Nama pena: @yahya_mahesa28


”Plak...!!”
Begitu kerasnya tamparan  yang mendarat dipipiku, kepalang bukan main sakitnya, terasa perih, panas dan pegal tentunya. Pipiku langsung merah lebam. Tapi aku tidak peduli dengan kondisi fisiku karena  lebih sakit lagi hatiku yang bila digambarkan seolah tersayat sembilu setelah mendengar umpatan yang diucapkan Bapak sembari berlalu setelah menamparku.
  “Dasar anak tidak tau diuntung! Gara-gara kamu lahir di dunia ini istriku jadi pergi untuk selamanya!”
Kata-kata  itulah yang selalu Bapak lontarkan sehabis menampar atau memukulku apabila hasil setoranku kurang, dalam hati ku bergumam, mengapa aku ada bila ahirnya tidak diinginkan seperti ini? Aku hanya beban bagi Bapak, Akulah yang telah menyebabkan Ibu pergi tepat setelah berjuang mengeluarkan aku ke dunia yang penuh kebengisan ini. Untuk apa sebenarnya aku diadakan oleh yang Maha mengadakan bila pada akhirnya nanti akan ditiadakan. Mungkin masih terlalu naif pemikiran seperti itu bercongkol di pikiran bocah begu nan dungu sepertiku. Terduduk sembari menahan sakit di kursi biru tepat di belakang pintu, aku mulai menyeka bekas air mata yang sudah mulai mengering.
Aku bergegas mengambil koran yang belum selesai ku antar ke rumah-rumah elit di blok B, memungutinya satu per satu kemudian berjalan setengah berlari menuju sepeda usang yang kusenderkan didekat pohon pisang. Ku lihat matahari belum terlalu tinggi. Kutaruh koran dikeranjang depan dan berlalu meninggalkan rumah yang penuh dengan kebisuan. Sepanjang perjalanan menuju perumahan tempat diamana biasanya ku mengantar koran, aku hanya termenung,  berfikir dengan keras dan  berharap menemukan jawaban yang tepat atas pertanyaan yang selalu kupikirkan sedari dulu. Mengapa Bapak sebegitu bencinya kepadaku? Bilamana memang sedemikian benci, mengapa dahulu waktu aku lahir tidak sekalian buang saja aku di panti asuhan? Ah... hanya pupus yang kudapati setelah pikiran berkunang-kunang memikirkan hal yang tak semestinya terjangkau oleh nalarku.
“Tiiiiinnnnttttttt!!!!”
 Bunyi klakson sepeda montor membuyarkan pemikiranku.

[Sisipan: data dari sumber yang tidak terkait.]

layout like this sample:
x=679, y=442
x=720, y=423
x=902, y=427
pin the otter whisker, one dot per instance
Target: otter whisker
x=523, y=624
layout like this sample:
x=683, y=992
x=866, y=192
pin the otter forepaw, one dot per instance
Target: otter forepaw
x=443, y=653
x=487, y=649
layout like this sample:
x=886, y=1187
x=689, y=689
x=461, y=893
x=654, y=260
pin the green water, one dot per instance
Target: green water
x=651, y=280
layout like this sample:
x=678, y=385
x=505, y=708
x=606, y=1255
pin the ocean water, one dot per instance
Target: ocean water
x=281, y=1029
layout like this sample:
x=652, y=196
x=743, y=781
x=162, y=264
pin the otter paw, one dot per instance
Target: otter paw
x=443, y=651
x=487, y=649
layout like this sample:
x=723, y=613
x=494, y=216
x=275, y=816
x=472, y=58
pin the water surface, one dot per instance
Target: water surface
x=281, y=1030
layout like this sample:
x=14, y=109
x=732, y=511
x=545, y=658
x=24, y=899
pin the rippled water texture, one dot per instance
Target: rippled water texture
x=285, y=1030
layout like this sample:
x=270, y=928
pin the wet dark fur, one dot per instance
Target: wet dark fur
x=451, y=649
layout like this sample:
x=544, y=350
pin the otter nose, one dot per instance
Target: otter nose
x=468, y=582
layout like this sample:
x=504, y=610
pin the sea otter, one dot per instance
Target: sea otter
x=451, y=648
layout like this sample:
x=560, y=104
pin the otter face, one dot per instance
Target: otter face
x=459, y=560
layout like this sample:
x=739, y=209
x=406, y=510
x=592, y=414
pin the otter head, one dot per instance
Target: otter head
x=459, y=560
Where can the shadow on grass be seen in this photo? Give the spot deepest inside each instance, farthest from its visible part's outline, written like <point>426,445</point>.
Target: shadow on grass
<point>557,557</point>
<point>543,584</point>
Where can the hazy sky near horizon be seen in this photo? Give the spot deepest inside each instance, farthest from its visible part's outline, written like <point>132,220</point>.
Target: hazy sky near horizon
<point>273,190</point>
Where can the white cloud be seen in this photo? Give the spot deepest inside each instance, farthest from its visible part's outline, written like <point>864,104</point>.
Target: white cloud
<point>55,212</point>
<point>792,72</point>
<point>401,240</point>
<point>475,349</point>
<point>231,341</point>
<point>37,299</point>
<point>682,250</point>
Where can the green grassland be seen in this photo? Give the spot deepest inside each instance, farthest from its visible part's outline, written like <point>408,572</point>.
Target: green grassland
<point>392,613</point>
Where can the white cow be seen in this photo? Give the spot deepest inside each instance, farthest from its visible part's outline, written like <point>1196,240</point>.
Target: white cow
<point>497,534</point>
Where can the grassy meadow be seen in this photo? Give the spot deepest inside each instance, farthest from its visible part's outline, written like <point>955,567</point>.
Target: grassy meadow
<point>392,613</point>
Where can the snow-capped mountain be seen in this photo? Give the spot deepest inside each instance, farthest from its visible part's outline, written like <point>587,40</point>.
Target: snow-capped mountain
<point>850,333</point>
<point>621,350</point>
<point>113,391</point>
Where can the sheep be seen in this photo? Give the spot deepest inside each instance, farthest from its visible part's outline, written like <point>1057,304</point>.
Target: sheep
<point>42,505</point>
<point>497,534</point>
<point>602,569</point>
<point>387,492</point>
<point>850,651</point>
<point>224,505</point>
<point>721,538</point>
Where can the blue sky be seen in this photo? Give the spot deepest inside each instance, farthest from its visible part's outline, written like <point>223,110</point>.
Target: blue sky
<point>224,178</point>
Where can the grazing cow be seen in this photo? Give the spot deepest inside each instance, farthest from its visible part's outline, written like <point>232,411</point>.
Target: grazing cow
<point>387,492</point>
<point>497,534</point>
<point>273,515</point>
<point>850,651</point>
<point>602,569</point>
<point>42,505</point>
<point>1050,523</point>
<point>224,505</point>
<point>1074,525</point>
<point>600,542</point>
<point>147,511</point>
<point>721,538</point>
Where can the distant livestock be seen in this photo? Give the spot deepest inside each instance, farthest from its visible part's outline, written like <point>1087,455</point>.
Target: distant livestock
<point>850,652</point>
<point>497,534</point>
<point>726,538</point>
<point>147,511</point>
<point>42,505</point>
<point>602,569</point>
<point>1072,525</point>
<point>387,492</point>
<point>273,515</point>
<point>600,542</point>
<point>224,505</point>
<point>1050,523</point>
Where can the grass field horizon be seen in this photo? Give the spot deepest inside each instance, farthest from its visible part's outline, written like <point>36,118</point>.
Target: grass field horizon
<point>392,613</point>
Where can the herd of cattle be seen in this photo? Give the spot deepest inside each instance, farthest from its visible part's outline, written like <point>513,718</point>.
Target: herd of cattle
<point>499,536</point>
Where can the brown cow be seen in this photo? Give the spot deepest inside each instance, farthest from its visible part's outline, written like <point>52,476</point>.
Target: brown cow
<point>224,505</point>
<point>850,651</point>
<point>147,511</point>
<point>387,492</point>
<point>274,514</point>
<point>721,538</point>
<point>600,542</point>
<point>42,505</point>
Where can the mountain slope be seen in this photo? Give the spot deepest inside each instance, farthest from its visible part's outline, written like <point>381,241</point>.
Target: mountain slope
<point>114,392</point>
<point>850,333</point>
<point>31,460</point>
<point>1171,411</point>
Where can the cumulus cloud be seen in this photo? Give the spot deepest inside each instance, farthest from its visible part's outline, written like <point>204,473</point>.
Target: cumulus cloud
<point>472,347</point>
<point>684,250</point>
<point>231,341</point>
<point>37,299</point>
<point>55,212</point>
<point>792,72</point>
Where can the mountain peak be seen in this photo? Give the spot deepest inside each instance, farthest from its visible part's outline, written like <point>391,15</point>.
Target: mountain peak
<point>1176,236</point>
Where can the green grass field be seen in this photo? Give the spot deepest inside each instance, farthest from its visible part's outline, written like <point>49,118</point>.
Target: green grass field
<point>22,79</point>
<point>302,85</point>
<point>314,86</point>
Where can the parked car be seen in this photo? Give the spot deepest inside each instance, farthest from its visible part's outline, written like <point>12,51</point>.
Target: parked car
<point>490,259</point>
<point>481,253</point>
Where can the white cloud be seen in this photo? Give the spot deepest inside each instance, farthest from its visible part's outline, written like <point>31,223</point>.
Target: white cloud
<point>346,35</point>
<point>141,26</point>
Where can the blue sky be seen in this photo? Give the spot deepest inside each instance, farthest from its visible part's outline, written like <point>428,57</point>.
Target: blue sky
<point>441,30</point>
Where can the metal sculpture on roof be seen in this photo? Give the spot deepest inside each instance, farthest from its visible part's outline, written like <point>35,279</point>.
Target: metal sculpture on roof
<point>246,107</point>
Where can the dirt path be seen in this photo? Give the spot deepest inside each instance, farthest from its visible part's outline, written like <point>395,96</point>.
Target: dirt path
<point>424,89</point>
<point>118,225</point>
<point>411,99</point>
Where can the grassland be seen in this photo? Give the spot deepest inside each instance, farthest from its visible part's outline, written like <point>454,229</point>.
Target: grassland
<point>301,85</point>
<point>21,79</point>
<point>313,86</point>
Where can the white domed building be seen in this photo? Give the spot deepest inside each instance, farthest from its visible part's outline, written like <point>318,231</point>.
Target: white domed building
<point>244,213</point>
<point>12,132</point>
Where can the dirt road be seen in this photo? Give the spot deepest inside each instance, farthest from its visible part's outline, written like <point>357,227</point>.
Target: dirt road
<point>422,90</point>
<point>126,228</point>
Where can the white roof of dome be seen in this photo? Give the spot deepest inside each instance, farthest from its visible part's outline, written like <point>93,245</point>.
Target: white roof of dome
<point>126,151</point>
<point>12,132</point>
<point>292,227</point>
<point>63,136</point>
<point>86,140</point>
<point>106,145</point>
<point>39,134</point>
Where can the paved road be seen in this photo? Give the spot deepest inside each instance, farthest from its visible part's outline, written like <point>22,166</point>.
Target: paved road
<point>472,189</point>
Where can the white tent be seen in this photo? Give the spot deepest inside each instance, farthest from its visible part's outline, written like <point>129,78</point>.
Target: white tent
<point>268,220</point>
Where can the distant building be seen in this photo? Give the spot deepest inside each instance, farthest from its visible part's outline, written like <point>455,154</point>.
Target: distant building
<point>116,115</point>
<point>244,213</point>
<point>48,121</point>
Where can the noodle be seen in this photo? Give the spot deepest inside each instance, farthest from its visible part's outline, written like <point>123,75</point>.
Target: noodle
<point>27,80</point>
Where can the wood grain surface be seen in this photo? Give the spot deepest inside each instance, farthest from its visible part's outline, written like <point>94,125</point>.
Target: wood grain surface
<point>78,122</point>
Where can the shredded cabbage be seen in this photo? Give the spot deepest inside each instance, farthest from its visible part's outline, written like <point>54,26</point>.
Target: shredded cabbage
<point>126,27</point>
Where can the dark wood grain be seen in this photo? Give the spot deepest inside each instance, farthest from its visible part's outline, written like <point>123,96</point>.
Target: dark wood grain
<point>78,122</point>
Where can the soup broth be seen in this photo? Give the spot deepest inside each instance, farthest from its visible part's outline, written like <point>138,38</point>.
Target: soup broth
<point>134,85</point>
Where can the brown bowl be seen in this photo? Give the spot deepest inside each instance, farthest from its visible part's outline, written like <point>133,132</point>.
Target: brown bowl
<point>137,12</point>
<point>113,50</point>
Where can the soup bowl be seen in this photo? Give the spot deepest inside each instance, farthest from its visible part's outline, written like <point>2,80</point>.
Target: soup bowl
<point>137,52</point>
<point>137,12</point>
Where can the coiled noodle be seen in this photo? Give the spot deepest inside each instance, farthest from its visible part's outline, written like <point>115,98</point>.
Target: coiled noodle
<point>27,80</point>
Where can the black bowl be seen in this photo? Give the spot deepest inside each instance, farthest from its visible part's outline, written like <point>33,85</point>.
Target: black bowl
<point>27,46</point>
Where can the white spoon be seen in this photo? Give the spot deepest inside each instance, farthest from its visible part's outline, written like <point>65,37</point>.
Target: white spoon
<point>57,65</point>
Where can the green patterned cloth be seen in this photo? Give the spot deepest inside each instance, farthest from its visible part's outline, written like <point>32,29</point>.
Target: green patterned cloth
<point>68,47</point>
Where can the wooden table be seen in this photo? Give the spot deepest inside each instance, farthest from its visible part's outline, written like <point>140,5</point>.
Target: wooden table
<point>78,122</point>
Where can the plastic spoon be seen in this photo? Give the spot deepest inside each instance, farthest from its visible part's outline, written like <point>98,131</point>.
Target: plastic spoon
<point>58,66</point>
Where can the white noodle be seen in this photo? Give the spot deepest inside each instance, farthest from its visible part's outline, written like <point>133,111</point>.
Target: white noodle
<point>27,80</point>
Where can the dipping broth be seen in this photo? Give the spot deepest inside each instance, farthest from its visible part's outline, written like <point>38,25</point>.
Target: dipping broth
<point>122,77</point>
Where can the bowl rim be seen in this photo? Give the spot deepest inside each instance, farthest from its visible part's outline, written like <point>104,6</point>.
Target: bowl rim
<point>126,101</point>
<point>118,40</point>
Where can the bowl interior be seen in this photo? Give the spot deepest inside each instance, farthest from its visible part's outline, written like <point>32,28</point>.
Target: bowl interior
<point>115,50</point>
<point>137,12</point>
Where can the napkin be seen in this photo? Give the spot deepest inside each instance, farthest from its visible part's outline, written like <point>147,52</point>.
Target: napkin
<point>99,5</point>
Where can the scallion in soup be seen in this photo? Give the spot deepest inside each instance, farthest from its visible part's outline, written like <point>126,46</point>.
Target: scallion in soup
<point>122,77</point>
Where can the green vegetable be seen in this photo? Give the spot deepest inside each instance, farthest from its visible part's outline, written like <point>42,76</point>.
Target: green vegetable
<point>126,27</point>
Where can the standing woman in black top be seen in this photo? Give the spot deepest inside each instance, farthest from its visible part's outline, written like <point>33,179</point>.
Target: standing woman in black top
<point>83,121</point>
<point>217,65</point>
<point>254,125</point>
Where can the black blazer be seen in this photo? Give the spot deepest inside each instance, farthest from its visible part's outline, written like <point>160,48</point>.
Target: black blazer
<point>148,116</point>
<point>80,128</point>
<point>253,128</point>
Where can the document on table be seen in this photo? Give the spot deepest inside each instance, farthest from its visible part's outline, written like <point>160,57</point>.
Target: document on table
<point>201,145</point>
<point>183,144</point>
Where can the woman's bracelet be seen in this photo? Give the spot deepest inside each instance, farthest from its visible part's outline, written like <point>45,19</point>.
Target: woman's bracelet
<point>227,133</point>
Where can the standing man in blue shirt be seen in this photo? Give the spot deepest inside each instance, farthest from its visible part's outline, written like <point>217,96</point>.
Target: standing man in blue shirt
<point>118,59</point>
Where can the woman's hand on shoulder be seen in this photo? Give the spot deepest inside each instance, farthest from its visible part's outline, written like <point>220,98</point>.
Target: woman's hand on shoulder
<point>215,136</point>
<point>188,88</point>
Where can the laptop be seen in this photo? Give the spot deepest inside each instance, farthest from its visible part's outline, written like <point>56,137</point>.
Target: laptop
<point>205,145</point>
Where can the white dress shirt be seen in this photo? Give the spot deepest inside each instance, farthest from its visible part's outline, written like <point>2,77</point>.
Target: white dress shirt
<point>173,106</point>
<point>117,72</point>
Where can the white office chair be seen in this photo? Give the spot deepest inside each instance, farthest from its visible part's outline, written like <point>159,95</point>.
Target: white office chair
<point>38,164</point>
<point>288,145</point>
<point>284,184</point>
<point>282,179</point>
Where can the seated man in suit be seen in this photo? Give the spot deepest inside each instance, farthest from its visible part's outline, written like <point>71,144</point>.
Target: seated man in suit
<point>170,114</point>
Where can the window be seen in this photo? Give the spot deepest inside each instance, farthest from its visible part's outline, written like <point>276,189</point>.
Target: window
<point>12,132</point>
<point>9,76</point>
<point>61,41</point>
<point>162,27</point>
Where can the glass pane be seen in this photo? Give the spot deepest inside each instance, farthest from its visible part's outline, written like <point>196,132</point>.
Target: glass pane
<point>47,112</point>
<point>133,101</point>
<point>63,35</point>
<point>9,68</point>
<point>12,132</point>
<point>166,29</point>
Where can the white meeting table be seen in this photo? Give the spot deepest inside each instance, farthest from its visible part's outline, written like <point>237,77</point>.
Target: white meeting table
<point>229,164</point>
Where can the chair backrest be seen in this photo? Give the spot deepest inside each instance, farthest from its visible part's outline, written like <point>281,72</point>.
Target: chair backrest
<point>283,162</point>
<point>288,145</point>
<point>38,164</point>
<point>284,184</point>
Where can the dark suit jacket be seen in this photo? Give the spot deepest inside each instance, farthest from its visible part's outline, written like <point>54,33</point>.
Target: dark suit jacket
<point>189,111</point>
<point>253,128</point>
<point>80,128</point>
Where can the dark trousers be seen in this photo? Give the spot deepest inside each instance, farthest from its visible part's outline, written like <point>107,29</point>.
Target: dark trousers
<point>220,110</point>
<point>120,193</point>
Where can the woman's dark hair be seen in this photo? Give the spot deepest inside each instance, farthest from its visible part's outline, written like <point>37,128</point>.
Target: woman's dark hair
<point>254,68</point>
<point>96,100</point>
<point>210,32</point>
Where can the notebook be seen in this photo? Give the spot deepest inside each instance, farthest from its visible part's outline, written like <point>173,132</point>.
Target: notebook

“Jangan melamun woy! Bahaya tau, untung saja Tuhan masih sayang denganmu, cek,,cek,cek.., dasar bocah edan!” Bentak pengendara montor yang hampir saja menabraku sembari berlalu menggelang-gelengkan kepalanya.
“Maaf” kataku lirih.
Hanya kata itu yang spontan keluar dari mulutku, entah si pengendara mendengar atau tidak, yang penting aku sudah mengutarakan permintaan maaf.  Sebenarnya dalam hati masih mengganjal akan pertanyaan, pernyataan dan kenyataan yang berkaitan dengan keberadaanku di dunia ini. Tak butuh memakan waktu yang lama, aku sudah tiba di perumahan Bumi Arca Indah, perumahan mewah nan megah yang diperuntukan oleh orang-orang elit, Rumah-rumah yang tertata rapi, tersusun dengan elegan  dan berkelas. Didalamnya terdapat patung seorang sedang menyunggi bumi letaknya tepat setelah pintu masuk perum. Saat awal aku mengantar koran ke perumahan Bumi Arca Indah, aku sebenarnya heran akan makna dan filosofi patung tersebut, mengapa ada patung Atlas di perumahan elit itu? Padahal Atlas adalah sosok titan yang dihukum oleh Zeus untuk menyunggi langit, akan tetapi mengapa hal demikian malah menjadi maskot? Entahahlah..., seiring berjalannya waktu aku tidak terlalu mempedulikan akan hal tersebut.

“Selamat pagi Pak” sapaku ramah pada satpam yang sedang jaga, sembari menuntun sepeda ku bergegas masuk.
“Tumben nak Rangga, jam 8 baru sampai sini, kamu tidak masuk sekolah?” tanya Pak Mansur, satpam perum Bumi Arca Indah yang selalu ramah. Walaupun perawakan pak Mansur  berkumis tebal dan berbadan besar, bisa dibilang mengerikan bagi orang yang belum mengenalnya, akan tetapi dia adalah orang yang baik.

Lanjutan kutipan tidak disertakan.